Limitations & Future Work

  • Single dataset: Evaluation is limited to the EV-UAV benchmark, although the authors acknowledge it is currently the only large-scale EVSOD benchmark. Generalization across different categories (non-UAV) or sensors remains unverified.
  • Topology assumption relies on "continuous target trajectories": The method leverages the prior that targets form a connected manifold in \((x, y, t)\). In cases of extremely intermittent motion or topological aliasing where multi-target trajectories cross and entangle, Betti/Wasserstein constraints might be counterproductive—a point not discussed in depth.
  • Overhead: Runtime increased from 35.9ms to 56.5ms (approx. +57%). While still fast, this is a cost for ultra-real-time scenarios. Additionally, sensitivity to \(\lambda_{topo}\) (0.05 being the sweet spot) suggests non-trivial hyperparameter tuning costs.
  • Batch size limited to 1: Due to point cloud size and persistent homology computation, the training batch is small, potentially affecting BN-like statistics and training stability. This is a potential bottleneck for scaling to larger scenarios.

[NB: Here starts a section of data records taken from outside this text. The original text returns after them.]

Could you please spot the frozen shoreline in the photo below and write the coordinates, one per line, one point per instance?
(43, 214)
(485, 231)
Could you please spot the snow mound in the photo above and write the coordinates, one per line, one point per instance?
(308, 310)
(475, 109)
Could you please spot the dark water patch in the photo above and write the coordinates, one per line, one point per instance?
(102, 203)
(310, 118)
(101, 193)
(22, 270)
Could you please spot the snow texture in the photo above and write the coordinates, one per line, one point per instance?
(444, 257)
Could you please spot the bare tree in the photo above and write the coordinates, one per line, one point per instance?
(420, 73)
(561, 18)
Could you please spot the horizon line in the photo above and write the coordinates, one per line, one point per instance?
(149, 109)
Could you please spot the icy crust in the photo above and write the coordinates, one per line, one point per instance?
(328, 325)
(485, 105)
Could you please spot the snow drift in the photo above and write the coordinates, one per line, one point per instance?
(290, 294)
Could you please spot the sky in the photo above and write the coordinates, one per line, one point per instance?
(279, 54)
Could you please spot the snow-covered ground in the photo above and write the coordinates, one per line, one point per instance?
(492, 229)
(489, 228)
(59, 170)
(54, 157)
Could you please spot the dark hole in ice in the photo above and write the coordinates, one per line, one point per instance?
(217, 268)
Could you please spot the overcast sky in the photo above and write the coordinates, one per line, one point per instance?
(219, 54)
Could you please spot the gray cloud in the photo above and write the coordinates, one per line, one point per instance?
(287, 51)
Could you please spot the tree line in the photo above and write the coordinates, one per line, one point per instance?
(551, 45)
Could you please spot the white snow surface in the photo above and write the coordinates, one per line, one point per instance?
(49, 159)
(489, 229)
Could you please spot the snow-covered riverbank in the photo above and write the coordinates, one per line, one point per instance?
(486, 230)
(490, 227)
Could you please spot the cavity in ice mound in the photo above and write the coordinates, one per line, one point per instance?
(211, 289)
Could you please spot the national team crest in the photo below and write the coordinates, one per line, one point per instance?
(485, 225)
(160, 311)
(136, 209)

  • vs. Ev-SpSegNet (ICCV25, Point SOTA): Both use sparse convolutions for per-event segmentation. Ev-SpSegNet focuses on local neighborhood aggregation; this paper adds a "global trajectory topology" layer via TLM/SCM and persistent homology constraints, raising IoU from 55.18 to 66.62. The core difference is the upgrade from "local features" to "local + global topological structure."
  • vs. Dense/Voxel Methods (RVT, Spike-YOLO, etc.): These densify events into frames or voxels and apply CNNs/SNNs/Transformers, sacrificing microsecond precision and introducing motion blur. This work follows a pure sparse point cloud approach, superior in both accuracy and efficiency.

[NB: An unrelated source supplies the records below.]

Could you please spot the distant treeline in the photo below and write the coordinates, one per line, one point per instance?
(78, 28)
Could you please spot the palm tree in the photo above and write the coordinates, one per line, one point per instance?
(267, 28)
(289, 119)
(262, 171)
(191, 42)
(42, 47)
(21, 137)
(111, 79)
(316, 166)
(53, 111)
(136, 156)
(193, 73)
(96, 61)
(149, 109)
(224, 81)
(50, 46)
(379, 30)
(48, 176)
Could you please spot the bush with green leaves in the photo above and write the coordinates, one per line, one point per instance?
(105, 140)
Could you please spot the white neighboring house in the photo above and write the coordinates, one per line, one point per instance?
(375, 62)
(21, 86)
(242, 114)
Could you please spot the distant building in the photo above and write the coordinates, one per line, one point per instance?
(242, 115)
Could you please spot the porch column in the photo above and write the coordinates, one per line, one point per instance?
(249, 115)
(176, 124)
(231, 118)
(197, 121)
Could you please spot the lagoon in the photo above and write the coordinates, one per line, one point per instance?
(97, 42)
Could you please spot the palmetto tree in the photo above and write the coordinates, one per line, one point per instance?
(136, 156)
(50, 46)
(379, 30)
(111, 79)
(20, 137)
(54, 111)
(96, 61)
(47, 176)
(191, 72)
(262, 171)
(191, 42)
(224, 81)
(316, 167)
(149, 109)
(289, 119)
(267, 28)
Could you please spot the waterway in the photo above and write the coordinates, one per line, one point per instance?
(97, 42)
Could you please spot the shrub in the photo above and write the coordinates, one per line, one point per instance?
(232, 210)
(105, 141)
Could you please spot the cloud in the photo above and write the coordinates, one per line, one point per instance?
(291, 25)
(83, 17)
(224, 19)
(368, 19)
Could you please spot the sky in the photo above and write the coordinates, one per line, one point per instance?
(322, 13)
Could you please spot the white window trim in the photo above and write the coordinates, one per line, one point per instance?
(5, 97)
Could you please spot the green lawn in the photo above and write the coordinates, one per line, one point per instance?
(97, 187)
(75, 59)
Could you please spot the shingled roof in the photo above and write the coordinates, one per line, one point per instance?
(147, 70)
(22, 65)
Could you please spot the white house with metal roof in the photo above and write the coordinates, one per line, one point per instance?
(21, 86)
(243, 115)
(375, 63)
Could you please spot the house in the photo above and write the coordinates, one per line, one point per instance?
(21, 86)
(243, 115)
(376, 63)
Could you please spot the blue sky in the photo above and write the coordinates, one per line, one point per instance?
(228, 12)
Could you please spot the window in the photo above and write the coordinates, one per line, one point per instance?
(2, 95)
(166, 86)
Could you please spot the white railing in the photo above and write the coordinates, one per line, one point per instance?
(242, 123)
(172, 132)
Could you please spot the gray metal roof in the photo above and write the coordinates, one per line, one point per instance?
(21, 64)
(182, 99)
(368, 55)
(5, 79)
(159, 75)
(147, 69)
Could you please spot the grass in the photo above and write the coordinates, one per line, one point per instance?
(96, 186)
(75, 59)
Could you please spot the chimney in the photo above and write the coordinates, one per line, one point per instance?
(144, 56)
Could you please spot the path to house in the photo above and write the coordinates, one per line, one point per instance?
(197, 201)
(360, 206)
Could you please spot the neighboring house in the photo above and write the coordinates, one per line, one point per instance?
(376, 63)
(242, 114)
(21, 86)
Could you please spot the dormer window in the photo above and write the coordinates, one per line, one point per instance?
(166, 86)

  • vs. Image-domain Topological Segmentation Losses (TopoLoss, TopoSeg, Betti matching, etc.): Previous topological losses used only birth-death times for matching, ignoring spatial geometry. This creates ambiguity on event point clouds with spatial coordinates and is computationally complex. This paper addresses these issues with geometrically-aware gradients + active region mechanisms, successfully applying topological losses to large-scale event point clouds.

Rating

  • Novelty: ⭐⭐⭐⭐⭐ First to integrate persistent homology into both network architecture and loss for event-based SOD, while solving differentiability and efficiency for event point clouds.
  • Experimental Thoroughness: ⭐⭐⭐⭐ Comparison, ablation, layer-wise, weight sensitivity, and cross-backbone tests were conducted, but only on the single EV-UAV benchmark.
  • Writing Quality: ⭐⭐⭐⭐ Motivation clearly explained via homology visualizations; formulas are complete and method logic is sound, though some notation is dense.
  • Value: ⭐⭐⭐⭐⭐ EvTopoLoss is plug-and-play and yields gains across backbones; highly practical for high-speed small object scenarios like anti-UAV defense.